Kommentar Linkspartei : Die Retro-Partei
Die Linkspartei trägt weiter ihren ewigen Ost-West-Konflikt aus. Dabei sollte sie lieber diskutieren welche Rolle sie in der Eurokrise spielen will.
D ie Linkspartei hat sich stets sehr dafür gelobt, dass nur ihr eine Wiedervereinigung auf Augenhöhe gelungen sei. Es ist kurios, dass nun die Linke als einzige Partei unter einem handfesten Ost-West-Konflikt leidet. Und es sieht nicht so aus, als wäre der therapeutisch aus der Welt zu schaffen.
Das gängige Klischee sortiert die Linkspartei in extreme Westfundis und vernünftige Ostrealos. Das ist ziemlich vergröbert.
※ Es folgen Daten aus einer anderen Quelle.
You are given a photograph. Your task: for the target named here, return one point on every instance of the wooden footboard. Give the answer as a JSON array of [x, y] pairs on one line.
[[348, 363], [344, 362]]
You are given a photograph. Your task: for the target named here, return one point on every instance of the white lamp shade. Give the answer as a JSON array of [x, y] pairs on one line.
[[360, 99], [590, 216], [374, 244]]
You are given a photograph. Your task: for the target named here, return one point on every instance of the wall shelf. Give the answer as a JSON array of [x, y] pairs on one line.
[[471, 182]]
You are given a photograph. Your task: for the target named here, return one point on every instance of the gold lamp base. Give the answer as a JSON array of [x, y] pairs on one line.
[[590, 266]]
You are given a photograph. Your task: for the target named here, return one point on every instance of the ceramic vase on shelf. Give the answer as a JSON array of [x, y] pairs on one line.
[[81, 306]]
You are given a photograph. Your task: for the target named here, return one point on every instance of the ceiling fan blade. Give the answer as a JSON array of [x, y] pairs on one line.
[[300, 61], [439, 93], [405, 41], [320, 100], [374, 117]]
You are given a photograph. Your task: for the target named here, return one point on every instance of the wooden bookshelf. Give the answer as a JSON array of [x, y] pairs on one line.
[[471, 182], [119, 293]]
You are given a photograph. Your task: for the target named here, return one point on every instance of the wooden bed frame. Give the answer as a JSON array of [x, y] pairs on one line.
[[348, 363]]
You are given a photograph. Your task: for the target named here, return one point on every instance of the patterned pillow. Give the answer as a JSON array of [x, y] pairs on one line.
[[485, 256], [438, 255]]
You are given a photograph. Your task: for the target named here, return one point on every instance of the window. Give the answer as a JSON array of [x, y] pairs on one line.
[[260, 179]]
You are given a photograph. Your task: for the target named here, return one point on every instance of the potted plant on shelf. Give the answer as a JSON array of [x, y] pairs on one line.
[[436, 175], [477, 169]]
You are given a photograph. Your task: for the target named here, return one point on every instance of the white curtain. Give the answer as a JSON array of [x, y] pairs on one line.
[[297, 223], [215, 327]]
Die finstere Prognose von Ostgenossen, dass die Wahlniederlagen im Westen die Partei endgültig in eine Sekte verwandeln würden, haben sich jedenfalls nicht bewahrheitet. In Nordrhein-Westfalen, wo es bei den Landtagswahlen im Mai den härtesten Rückschlag gab, haben die Genossen kürzlich die Radikaleren vor die Tür gesetzt und eine moderate neue Spitze gewählt. Das Duo Katja Kipping und Bernd Riexinger praktiziert im Bund ideologische Lockerungsübungen.
Umso verwunderlicher ist der Brief, den Ostfunktionäre kürzlich in Richtung Westlinke schrieben. Dort wird geklagt, dass niemand mit ordnungsgemäßer DDR-Biografie in der Parteispitze zu finden ist. Das hat etwas Regressives. Ausgerechnet jetzt in rostigen Rüstungen alte innerparteiliche Schlachten zu schlagen wirkt ziemlich retro.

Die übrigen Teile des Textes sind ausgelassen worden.